Hi all, it’s CS Education Week! Am forming a blog post of the emails I send out to my school to encourage participation in the Hour of Code. Will update this post (or maybe a new one) as I email more.

 

Thu 11/30 (before CS Ed Week):

Greetings Patterson Family!

Next week is Computer Science Education Week, and we have celebrated this each of the last several years at Patterson by having students do an Hour of Code! Please check out https://hourofcode.com/us and consider picking one day next week to teach coding in each of your classes.

 

hourofcode.com
The Hour of Code is a global movement reaching tens of millions of students in 180+ countries. Anyone, anywhere can organize an Hour of Code event.

 

There are a variety of activities, including ones that can be done on computer workstations, ones that can be done on students’ call phones / mobile devices, and ones that are “unplugged” using cups or printable manipulatives etc.
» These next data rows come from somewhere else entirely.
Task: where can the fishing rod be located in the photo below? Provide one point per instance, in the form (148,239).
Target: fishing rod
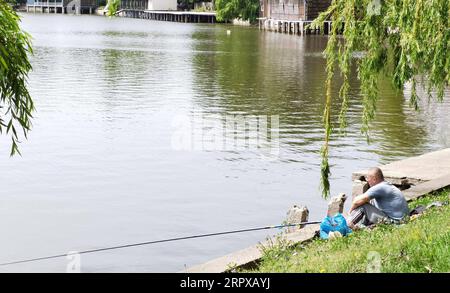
(155,242)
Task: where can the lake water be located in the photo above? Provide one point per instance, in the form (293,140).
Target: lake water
(100,167)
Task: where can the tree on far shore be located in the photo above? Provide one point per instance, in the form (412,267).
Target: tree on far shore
(406,40)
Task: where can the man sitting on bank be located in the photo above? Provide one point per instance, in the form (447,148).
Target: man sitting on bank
(382,202)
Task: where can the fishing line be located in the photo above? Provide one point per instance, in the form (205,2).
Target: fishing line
(154,242)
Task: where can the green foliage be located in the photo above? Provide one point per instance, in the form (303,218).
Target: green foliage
(231,9)
(16,105)
(403,39)
(113,6)
(418,246)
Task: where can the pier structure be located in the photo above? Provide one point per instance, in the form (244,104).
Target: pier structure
(292,16)
(173,16)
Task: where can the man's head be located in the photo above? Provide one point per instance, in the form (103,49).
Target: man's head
(374,176)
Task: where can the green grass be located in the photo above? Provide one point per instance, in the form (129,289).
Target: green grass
(422,245)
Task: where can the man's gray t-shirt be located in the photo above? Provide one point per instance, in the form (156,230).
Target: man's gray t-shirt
(389,199)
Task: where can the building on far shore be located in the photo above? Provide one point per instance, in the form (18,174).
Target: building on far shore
(162,5)
(62,6)
(292,10)
(155,5)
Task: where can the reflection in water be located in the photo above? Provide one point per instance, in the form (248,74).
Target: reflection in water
(99,166)
(266,73)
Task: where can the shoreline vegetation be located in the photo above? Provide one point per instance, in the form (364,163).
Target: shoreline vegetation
(421,245)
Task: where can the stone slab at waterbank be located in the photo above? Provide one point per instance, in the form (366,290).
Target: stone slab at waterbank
(418,175)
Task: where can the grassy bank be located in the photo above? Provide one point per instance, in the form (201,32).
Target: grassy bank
(422,245)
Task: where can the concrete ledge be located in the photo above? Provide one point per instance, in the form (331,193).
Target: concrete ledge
(415,170)
(427,187)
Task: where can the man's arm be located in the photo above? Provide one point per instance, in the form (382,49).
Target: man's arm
(359,201)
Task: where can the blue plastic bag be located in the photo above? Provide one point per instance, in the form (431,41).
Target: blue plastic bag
(332,224)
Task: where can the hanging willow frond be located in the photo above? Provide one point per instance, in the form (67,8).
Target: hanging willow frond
(16,105)
(405,39)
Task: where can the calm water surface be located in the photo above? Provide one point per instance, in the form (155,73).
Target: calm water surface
(99,168)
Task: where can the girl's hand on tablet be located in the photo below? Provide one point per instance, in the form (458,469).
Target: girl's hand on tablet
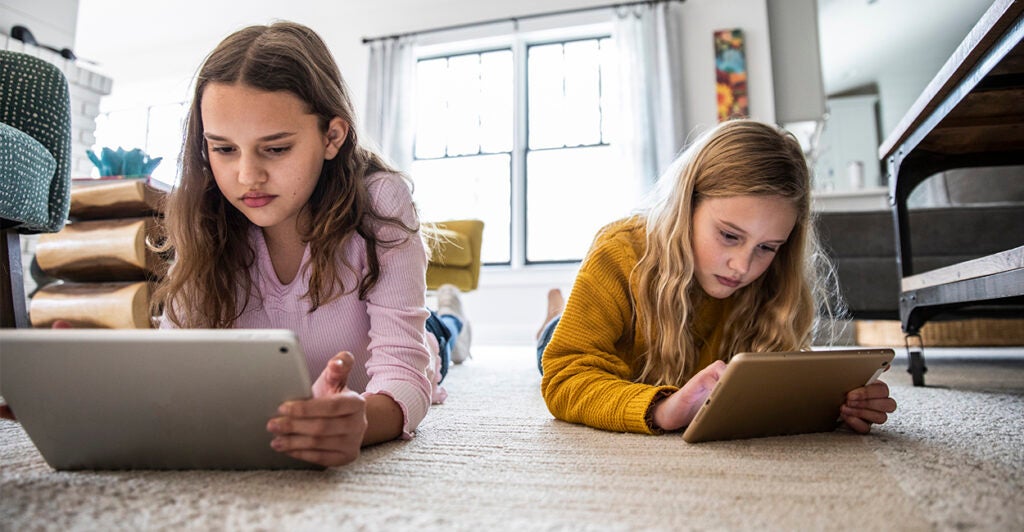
(866,405)
(328,429)
(678,409)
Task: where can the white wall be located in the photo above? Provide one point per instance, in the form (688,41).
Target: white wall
(52,23)
(155,62)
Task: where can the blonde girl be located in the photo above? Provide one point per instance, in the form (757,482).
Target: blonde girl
(726,261)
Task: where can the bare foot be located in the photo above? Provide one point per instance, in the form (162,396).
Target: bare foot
(556,303)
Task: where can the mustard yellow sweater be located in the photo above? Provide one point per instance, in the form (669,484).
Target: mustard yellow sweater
(593,359)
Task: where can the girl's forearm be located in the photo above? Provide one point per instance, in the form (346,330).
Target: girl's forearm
(384,419)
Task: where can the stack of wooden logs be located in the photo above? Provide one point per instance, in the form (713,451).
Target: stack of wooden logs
(100,266)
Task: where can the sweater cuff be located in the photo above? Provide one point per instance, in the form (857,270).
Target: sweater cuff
(414,408)
(637,408)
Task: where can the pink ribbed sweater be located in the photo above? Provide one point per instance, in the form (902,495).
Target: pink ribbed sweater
(394,354)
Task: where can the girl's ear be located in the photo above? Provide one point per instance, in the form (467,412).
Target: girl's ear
(337,132)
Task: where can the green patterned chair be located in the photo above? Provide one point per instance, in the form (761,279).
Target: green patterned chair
(35,167)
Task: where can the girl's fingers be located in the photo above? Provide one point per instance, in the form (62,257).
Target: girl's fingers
(857,425)
(887,404)
(872,416)
(345,403)
(327,458)
(320,427)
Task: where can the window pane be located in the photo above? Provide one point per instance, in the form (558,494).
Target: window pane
(565,94)
(545,95)
(468,187)
(464,104)
(609,94)
(496,115)
(583,103)
(431,107)
(571,193)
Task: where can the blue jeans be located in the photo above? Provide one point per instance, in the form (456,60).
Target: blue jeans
(545,339)
(445,328)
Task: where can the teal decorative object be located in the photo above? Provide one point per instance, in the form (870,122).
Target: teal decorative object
(121,163)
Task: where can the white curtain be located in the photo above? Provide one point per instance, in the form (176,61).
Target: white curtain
(649,54)
(390,118)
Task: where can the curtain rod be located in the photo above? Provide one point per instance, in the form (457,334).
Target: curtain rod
(368,40)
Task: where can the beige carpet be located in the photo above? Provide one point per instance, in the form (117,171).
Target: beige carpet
(493,457)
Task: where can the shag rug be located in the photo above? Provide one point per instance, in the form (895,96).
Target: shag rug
(493,457)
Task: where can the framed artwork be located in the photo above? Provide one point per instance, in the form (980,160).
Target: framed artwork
(730,75)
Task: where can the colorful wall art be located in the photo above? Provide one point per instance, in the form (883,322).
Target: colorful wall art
(730,75)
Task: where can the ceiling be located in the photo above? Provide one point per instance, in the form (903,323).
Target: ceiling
(863,40)
(859,39)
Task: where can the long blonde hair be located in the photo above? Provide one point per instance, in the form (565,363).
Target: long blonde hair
(776,312)
(210,284)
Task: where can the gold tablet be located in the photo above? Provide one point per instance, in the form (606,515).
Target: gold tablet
(776,394)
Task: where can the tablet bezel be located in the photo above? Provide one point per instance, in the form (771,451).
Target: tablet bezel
(153,399)
(778,394)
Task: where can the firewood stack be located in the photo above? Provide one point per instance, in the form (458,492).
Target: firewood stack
(102,268)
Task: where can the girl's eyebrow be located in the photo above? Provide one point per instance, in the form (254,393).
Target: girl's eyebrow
(739,230)
(267,138)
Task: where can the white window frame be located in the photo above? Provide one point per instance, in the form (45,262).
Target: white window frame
(517,36)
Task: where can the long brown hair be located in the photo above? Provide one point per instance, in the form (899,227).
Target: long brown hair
(210,284)
(776,312)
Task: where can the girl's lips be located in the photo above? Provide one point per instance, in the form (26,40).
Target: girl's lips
(727,281)
(256,201)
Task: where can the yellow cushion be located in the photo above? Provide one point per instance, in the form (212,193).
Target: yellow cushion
(455,253)
(450,248)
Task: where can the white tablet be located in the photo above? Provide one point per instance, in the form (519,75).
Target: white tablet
(776,394)
(172,399)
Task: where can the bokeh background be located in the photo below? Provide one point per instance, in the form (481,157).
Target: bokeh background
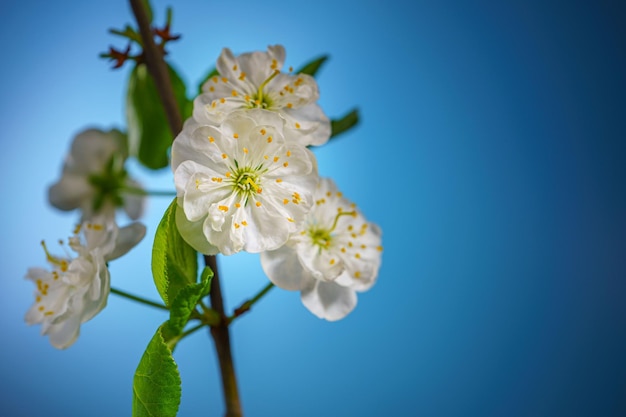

Depending on your classroom dynamic, you could also work together as a whole class to complete coding exercises on your teacher computer / projector screen. Or, if you’re feeling ambitious, you could try to come up with your own lesson that relates coding to your content area, and teaches problem-solving or algorithmic thinking (e.g. peanut butter and jelly making as clear communication, necessary for ELA/writing classes and also for writing computer code that breaks a process down into multiple steps and communicates them clearly to the computer to run).

 

FYI – for our ESOL population, many (though not all) of the computer-based coding activities have instructions in multiple languages that can be adjusted at the bottom of the screen.

Please let me know if you plan to do an activity, or if you want to chat about different possibilities. For computer access, I can offer my room for second period (all days next week) or fifth period (except Monday). There may also be laptop carts available on a first-come first-serve basis that you can follow the usual process to reserve. Additionally, I am interested in tracking which activities are used, as well as student names for certificates.
Happy coding!
Nick Yates
Mon 12/4 AM: The Hour of Code is here!

Greetings Patterson Family!

CS Education Week is here, and with it the Hour of Code!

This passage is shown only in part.